Fast and Standardized Skin Grafting of Leg Wounds With a New Technique

Report of 2 Cases and Review of Previous Methods

Nils Hamnerius, MD; Ewa Wallin, RN; Åke Svensson, MD, PhD; Pernilla Stenström, MD, PhD; Tor Svensjö, MD, PhD


ePlasty. 2016;16 

In This Article


This study presents a standardized and fast procedure for preparation of small skin grafts. The grafts, when laid onto an acute wound and a chronic wound, were associated with complete healing of the wounds. Similar and identical grafts have, in animal studies, been shown to reepithelialize full-thickness skin wounds.[16] There are several mechanisms by which transplantation of small skin fragments might exert a positive effect on wound healing. First, graft take by incorporation and revascularization of the transplanted tissues may occur. This is very likely to have happened in our study, based upon the observations of isolated epithelial islands in the grafted wounds. Second, the supply of new cells, such as keratinocytes and fibroblasts, to the wound may, together with the proliferative stimulus of the wound environment, lead to proliferation, differentiation, and migration of the grafted skin.
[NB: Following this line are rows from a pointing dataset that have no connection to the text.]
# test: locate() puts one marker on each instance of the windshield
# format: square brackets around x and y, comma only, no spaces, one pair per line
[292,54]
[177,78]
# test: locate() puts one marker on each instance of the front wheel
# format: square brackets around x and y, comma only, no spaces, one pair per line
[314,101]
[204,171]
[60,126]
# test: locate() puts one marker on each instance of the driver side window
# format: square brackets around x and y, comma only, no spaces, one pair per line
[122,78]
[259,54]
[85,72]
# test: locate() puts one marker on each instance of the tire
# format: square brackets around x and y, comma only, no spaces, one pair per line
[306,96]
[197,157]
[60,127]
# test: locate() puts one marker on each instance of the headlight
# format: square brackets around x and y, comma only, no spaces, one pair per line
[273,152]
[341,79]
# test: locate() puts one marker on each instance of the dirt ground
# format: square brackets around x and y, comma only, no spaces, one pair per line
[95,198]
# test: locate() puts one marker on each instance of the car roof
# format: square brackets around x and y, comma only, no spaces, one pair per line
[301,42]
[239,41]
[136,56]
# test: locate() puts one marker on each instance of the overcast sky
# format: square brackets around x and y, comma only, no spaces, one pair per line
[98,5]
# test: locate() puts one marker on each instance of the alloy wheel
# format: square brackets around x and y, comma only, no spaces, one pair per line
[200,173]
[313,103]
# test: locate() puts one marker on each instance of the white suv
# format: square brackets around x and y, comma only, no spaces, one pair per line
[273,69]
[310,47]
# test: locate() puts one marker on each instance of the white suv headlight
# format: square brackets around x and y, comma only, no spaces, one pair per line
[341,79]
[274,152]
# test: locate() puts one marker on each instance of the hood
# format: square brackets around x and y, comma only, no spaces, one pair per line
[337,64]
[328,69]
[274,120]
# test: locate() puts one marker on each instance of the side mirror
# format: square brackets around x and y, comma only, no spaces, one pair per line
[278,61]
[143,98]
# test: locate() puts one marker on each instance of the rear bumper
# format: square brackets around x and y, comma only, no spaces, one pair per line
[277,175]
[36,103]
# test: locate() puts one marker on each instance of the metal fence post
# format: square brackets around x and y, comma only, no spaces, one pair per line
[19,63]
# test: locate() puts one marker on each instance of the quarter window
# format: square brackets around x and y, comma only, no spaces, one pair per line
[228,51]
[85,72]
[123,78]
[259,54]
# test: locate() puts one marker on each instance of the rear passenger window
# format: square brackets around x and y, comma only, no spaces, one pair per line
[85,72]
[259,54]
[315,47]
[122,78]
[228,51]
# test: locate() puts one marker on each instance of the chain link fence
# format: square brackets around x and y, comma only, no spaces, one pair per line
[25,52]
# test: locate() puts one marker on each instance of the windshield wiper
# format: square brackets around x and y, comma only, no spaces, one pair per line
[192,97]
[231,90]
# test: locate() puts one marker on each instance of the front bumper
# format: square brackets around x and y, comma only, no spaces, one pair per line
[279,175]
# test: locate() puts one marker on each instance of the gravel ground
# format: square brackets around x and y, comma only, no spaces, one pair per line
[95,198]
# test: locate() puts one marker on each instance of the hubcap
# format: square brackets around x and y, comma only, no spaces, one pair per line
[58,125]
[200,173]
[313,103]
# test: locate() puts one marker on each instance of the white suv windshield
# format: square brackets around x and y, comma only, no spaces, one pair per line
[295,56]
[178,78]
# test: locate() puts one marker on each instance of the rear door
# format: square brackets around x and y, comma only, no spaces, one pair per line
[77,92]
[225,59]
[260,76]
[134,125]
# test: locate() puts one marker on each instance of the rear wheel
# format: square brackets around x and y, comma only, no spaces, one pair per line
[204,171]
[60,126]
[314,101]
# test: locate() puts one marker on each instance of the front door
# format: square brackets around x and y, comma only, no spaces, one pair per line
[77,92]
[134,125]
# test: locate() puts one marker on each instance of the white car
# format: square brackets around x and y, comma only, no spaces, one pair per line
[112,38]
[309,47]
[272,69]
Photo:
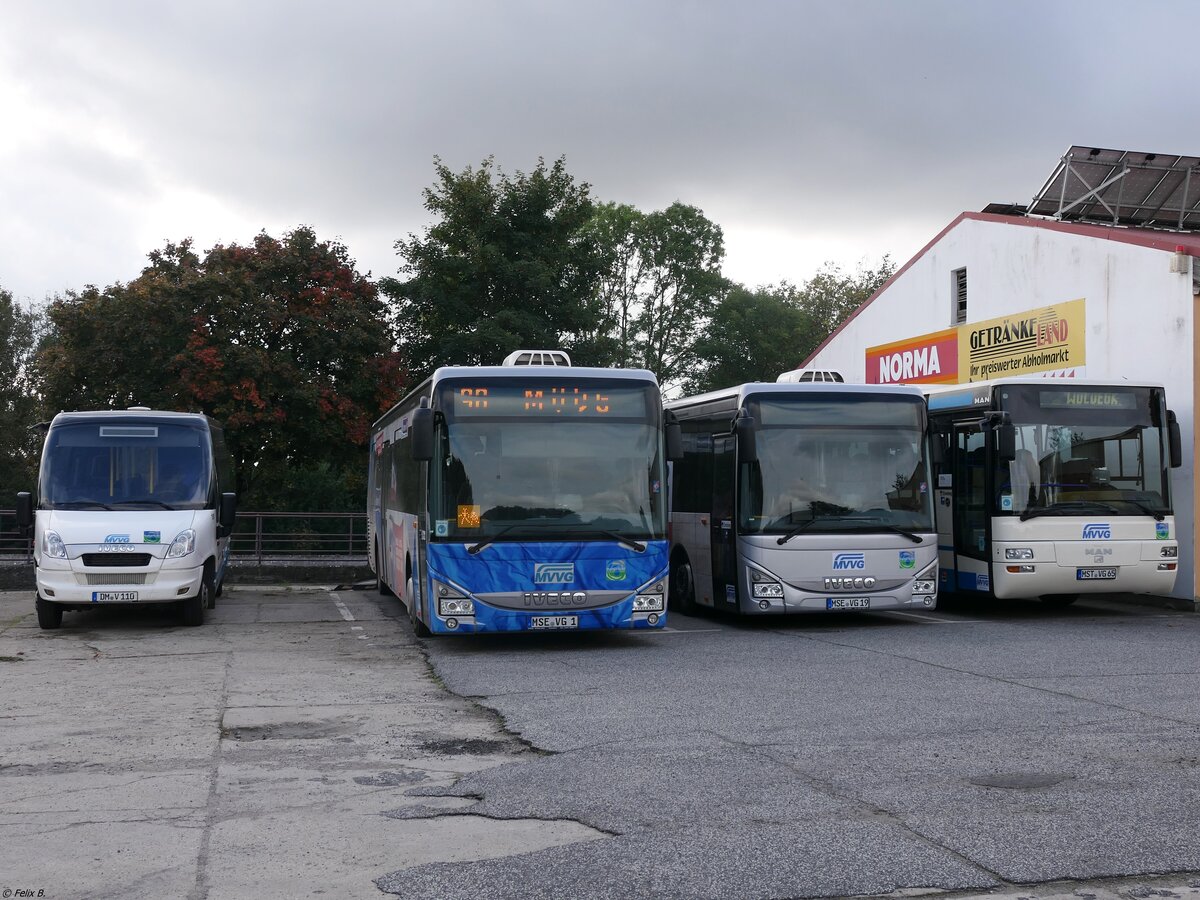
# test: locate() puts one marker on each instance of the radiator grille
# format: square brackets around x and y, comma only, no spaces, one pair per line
[114,579]
[115,561]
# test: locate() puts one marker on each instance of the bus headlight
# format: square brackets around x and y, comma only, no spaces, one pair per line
[765,587]
[453,601]
[183,545]
[927,582]
[53,545]
[456,606]
[648,603]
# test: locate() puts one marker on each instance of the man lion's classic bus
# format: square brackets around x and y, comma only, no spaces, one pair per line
[523,497]
[803,497]
[132,507]
[1055,489]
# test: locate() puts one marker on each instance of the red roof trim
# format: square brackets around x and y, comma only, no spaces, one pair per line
[1143,238]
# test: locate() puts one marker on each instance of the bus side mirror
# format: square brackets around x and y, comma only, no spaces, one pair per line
[1175,438]
[24,509]
[421,432]
[748,447]
[1006,442]
[936,450]
[228,511]
[673,437]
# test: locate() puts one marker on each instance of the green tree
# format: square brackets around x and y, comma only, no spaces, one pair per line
[504,267]
[282,341]
[19,444]
[832,295]
[755,335]
[660,283]
[751,337]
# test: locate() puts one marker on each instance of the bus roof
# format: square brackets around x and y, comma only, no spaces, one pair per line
[517,373]
[743,390]
[126,414]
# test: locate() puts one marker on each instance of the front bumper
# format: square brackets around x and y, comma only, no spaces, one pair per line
[70,587]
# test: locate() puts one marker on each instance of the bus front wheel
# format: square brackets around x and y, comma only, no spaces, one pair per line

This mechanism is supported by the observation of epithelial islands in the grafted wounds that expanded and coalesced during the healing process in this study. It is also supported by reports that have shown accelerated healing in wounds transplanted with autologous cultured fibroblasts[17] and keratinocytes[18–20] as verified by sequential histologies and identification of the transplanted cells by gene marking. Such studies have concluded that the cells survive and incorporate into the tissues of the healing wound. Third, it is plausible that the grafted skin secrete one or several growth factors into the wound milieu, which are capable of augmenting the healing process. This presumes that the growth factors work in an autocrine and/or paracrine fashion and require that the cells of the transplanted tissues, or native cells in the wound environment, are capable of responding to growth factors or other cytokines released by the skin grafts. Our study could not determine whether such a mechanism was of any significance for the observed healing response, but this view is supported by other studies that have demonstrated accelerated healing of human leg ulcers transplanted with allogenic keratinocytes and fibroblasts.[21,22] Such allogeneic cells are unable to survive in the long term due to incompatibility with the host,[22] although it was initially reported otherwise.[21]

The minced skin technique used in this study is likely to be faster than the commonly used pinch grafting procedure. A direct comparison was however not performed. The STSG harvested in this study is also thinner than a typical pinch graft that often contains a significant portion of dermis. In our experience, a thin STSG donor site heals with minimal cosmetic impairment when evaluated one half to a year postoperatively. Pinch graft donor sites at a similar time point are, on the contrary, often highly visible as depigmented spotty areas exhibiting typical scar tissue.

In comparison with cultured autologous keratinocytes, we see several advantages with the procedure studied herein. First, the tissue is available immediately whereas keratinocytes need typically 3 to 4 weeks of culture to obtain a sufficient amount of cells.[23,24] Second, keratinocyte culturing is very labor-intensive and relies on specialized laboratory equipment and facilities and therefore it is profanely expensive.[25] Finally, keratinocyte grafting is a 2-stage procedure involving harvest of the donor skin necessitating a small surgical procedure and, at a later stage, when the cultures are ready, a transplant procedure must be performed. The advantage with cultured keratinocytes is, however, the virtually unlimited amounts of cells that may be obtained by serial propagation and subculture of the keratinocytes in vitro. For the relatively small wound, this is probably not necessary and it is quite possible that donor site size may be kept low by spreading the minced skin grafts extensively, thereby obtaining a high expansion factor. This remains to be studied in detail.

Another possible advantage of minced skin grafts is that they also contain a dermal support. The importance of a dermal tissues for the enhancement of transplantation of cultured keratinocytes has previously been stressed,[17,24,26,27] and, if absent, the take rate of keratinocytes is often poor.

In relation to traditional split-thickness skin grafting and meshing,[15] the minced skin technique offers the possibility of greater expansion. Greater expansion will, however, also lead to longer healing times and lower efficiency. We therefore do not believe that the minced skin procedure presented here would exclude traditional grafting, but we may consider it as a first line of treatment in the outpatient clinic as it offers a standardized and easily available treatment option for therapy-resistant skin ulcers.